C.3 Multivariate Classification Flashcards
Advantages and disadvantage of univariate analysis
Advantages: Simple to calculate and intuitive
Disadvantage: It doesn’t properly account for the impact
of correlated variables. This is of key importance as many
variables in insurance are correlated.
Three reasons GLMs have grown in popularity
- Increased computing power
- Better data availability
- Competitive pressure
Benefits of multivariate methods (particularly GLMs)
- They properly adjust for exposure correlations between
rating variables. - They attempt to focus on the “signal” in the data (systematic effects) and ignore the “noise” (unsystematic effects).
- They provide statistical diagnostics (e.g., confidence
intervals). - They allow for the consideration of interactions between rating variables.
Advantage and disadvantages of Minimum Bias
procedures
Advantage: They properly adjust for exposure correlation.
Disadvantages: They do not provide ways to test for
whether variables are statistically significant and they are
computationally inefficient.
Describe Sequential Analysis
To perform the analysis, first you perform a standard
univariate analysis to obtain indicated relativities for a single variable.

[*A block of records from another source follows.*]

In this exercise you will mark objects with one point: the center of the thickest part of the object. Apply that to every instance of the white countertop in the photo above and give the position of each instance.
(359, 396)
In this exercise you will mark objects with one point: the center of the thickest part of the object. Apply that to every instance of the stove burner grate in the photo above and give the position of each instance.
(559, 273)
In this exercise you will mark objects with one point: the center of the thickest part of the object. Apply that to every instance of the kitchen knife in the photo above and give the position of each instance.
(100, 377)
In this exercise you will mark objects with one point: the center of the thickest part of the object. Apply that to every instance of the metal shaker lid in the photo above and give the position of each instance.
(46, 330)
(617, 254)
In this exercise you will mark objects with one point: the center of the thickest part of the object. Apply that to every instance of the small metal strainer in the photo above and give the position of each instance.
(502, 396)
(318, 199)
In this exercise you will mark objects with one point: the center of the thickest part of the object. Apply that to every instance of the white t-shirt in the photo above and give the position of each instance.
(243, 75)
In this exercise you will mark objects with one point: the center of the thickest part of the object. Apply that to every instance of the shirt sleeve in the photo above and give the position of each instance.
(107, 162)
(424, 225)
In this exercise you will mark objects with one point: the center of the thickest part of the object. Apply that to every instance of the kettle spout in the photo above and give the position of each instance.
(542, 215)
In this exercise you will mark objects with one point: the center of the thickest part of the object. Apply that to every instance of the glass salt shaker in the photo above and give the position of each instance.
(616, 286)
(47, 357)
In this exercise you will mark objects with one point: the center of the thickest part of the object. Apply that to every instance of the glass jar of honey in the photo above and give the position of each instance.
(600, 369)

Next, you perform the Adjusted Pure Premium Approach to obtain indicated relativities for a second variable, based on adjusting exposures as a result of the prior variable’s selected relativities. You then repeat the Adjusted Pure Premium Approach for all remaining variables, having adjusted for all prior variables at each step. Only one pass through the variables is done, and the method is not iterative.

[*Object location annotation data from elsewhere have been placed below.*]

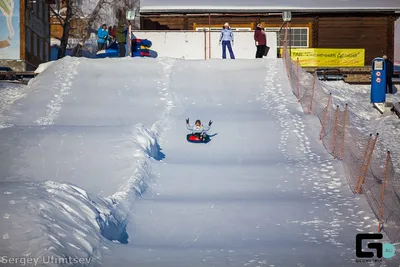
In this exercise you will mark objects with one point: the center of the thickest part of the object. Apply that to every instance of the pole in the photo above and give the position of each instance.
(383, 191)
(209, 35)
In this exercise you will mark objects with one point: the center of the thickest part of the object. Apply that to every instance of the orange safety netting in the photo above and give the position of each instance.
(368, 171)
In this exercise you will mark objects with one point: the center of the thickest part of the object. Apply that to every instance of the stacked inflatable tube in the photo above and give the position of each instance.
(141, 48)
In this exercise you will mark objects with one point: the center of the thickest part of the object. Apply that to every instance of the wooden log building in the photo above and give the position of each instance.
(30, 44)
(331, 24)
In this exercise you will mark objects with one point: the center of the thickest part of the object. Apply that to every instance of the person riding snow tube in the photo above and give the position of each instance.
(199, 132)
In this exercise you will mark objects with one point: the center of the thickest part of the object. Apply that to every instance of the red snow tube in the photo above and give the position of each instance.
(193, 138)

While this method does deal with exposure correlation, the main criticism is that it doesn’t have a closed-form solution, meaning that the results change based on the order of variables that are chosen.
Some important steps in solving GLMs
Compiling a dataset with enough data for modeling, selecting a link function, specifying the distribution of the underlying random process, and using maximum likelihood to calculate the parameters of the model.

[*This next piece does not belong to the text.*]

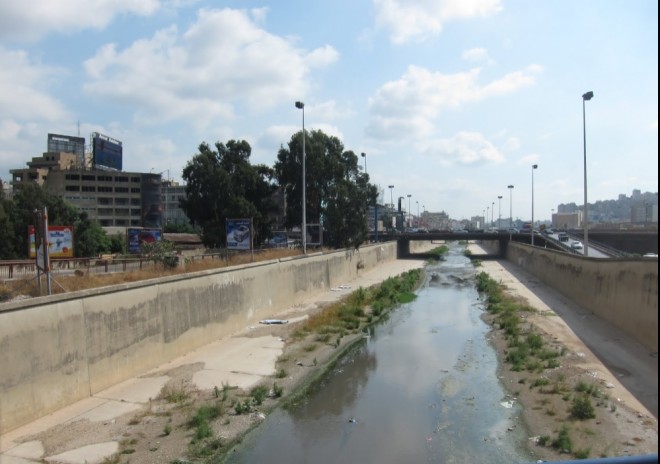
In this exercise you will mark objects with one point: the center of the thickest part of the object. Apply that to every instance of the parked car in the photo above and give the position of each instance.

Why GLMs are usually run on frequency and severity
instead of loss ratios
There is no need to on-level premiums at the granular level, actuaries have a priori expectations of frequency and severity patterns but not loss ratio patterns, loss ratio models become obsolete when rates are changed, and there is no standard distribution for modeling loss ratios.
Some common GLM diagnostic tests
-Looking at standard errors (confidence intervals) around
estimates.
-Using Chi-Square tests, F-tests, and other deviance tests to choose between competing models with different variables.
-Running the model on separate consecutive time periods of data to see if the estimated parameters are consistent over time.
-Building the model on 1 subset of historical data, and then comparing the model’s predictions with the actual results on a second subset of historical data (known as a holdout sample). This can identify whether the model is over-fitting or under-fitting the original dataset.
-Judgmentally deciding whether the results seem
reasonable.
How actuaries can play a key role in using GLMs
-Obtaining reliable data for use in modeling (i.e., GIGO:
Garbage In, Garbage Out).
-Exploring anomalous results in the GLM with additional
analysis.
-Considering model results from both a statistical and
business perspective.
-Developing appropriate methods to communicate the
model results based on the company’s ratemaking
objectives.
Common types of external data used in GLMs
-Geo-demographic information: such as population density
-Weather data: such as average rainfall or number of days below freezing
-Property characteristics: such as square footage or quality of the local fire department
-Information about insured individuals or businesses: such as credit scores
Some data mining techniques
-Factor Analysis: A technique to reduce the number of
variables needed in a classification ratemaking analysis. An example is the symbol variable in auto insurance.
-Cluster Analysis: A method to combine similar risks into
groups. An example is creating territories using zip codes.
-CART: Stands for Classification and Regression Trees. This can build a set of if-then rules for use in classification.
-MARS: Stands for Multivariate Adaptive Regression
Spline. This helps turn continuous variables into categorical variables.
-Neural Networks: Methods by which training algorithms
are given a set of data and identify any patterns. This
can help identify previously unknown interactions between variables.